The Smith predictor only tracks local information: only the state of the current branch is used to perform a prediction. There are numerous other schemes, too many to describe, that use global branch history to make predictions: Yeh & Patt, Gshare, Filter, YAGS, tournament, correlating, etc. For example, the Yeh & Patt predictor, used in the Pentium Pro, keeps a table of the branch history per address (although two different branches may map to the same branch history entry, since the predictor can't possibly have an entry for every branch). If the branch history entry has 01001... for example, the recent history is not taken, taken, not taken, not taken, taken, etc. The entry thus determines some history pattern, which is used to index into another table, which might use the Smith 2-bit state machine described earlier.
Besides the potential problems that branch hazards may pose that was described earlier, branches also pose a problem with fetching instructions. In the simplest case where you're fetching one instruction per cycle, in the common case you'll be fetching instruction N, then N+1, then N+2, then N+3, etc. When a branch is encountered, it's easy to just stall the fetch until the address of the next instruction is determined, but this kills performance since on average one in every four to seven instructions is a branch. Modern microprocessors fetching a peak of 3-6 instructions per cycle, on average one branch may be encountered per fetch. Let's say a microprocessor fetches four instructions/cycle, it likely performs this by fetching four instructions from one block in the cache. How do we then know where to fetch instructions during the next cycle? Mere branch prediction isn't enough; branch prediction is often performed during instruction issue, which may be 2-5 or more cycles later. While we're fetching instructions in cycle N, we must also be determining where to fetch instructions from in cycle N+1.

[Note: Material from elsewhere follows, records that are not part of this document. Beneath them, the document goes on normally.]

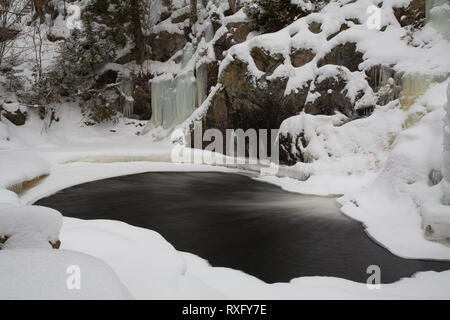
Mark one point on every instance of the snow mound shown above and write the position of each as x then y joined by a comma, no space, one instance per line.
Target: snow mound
51,274
18,167
29,226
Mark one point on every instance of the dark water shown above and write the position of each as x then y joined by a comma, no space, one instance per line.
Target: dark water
234,221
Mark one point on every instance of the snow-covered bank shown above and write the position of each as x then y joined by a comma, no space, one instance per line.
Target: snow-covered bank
44,274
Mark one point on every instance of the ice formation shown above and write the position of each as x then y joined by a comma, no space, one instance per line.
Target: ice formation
446,181
127,101
438,16
174,99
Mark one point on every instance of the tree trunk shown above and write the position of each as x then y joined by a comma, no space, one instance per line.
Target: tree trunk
39,7
139,39
193,16
232,4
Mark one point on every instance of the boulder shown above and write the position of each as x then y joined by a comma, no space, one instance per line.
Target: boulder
244,102
164,45
266,62
17,117
300,57
331,97
343,55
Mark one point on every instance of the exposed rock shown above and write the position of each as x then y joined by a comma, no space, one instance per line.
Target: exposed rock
107,77
164,45
237,33
142,97
385,82
240,31
266,62
412,15
343,55
18,117
332,97
55,245
300,57
315,27
343,27
181,18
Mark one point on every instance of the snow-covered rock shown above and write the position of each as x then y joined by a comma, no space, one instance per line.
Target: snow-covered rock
29,226
57,274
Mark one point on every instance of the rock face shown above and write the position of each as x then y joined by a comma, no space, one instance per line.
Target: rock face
243,103
331,97
343,55
300,57
446,182
265,62
385,82
237,32
412,15
18,117
164,45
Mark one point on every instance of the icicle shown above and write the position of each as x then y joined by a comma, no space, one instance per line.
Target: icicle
188,52
127,101
446,169
162,102
186,96
202,84
209,32
438,16
174,100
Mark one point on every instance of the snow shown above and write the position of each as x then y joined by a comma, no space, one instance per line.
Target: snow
29,226
43,274
379,164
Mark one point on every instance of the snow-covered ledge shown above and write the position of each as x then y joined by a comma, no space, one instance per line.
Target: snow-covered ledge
436,218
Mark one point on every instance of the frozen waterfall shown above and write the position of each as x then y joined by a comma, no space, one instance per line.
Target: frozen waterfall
126,101
175,98
438,16
446,181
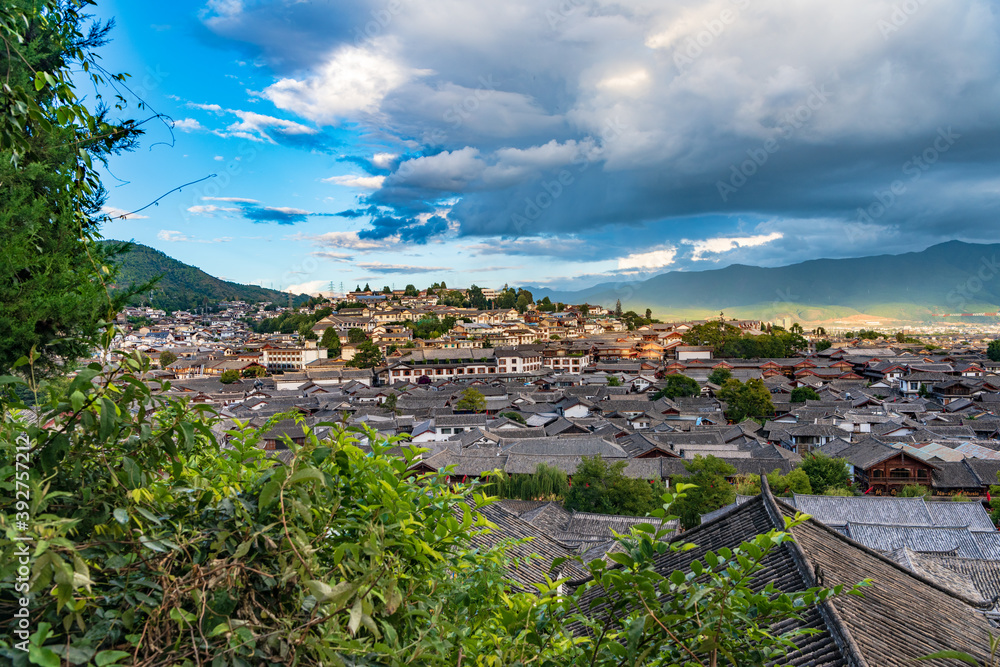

The answer is the branch target buffer (BTB), which is a buffer indexed with the branch PC and produces the predicted PC from which fetching should occur during the next cycle. Thus when you index into the buffer with a PC, you are not only predicting that the particular PC is or is not a branch (since you have not fetched or even decoded the instruction for that PC yet), but also if the predicted branch is predicted taken or not taken. Often to BTB is indexed with the PC at the start of the cache block, so you're guessing, given that PC, whether or not there is a branch in that group of X instructions and, if there is branch, whether or not it is taken. On a BTB miss or miss-prediction, you may have to stall one or two cycles before fetching can begin from the correctly (predicted) PC.
It's worth noting though that 95% isn't too great. The 5% its wrong is absolutely killer on performance; it forces the CPU to spend around 20% of its time recovering from the bad branch.
Yep, and the bad part is that the relative effect of average stall cycles from mispredictions gets worse as IPC increases....just as a rough estimate, say that 15% of instructions are branches, there is a 95% prediction rate, and that there is an average 12 cycle misprediction penalty. The number of stall cycles is (roughly) .15 * .05 * 12 = 0.09 CPI (cycles/instruction, the inverse of IPC). If you have an average "normal" (under correct speculative circumstances) CPI of 0.5, the CPI with miss-speculation stalls is 0.59, which hurts performance by 18%.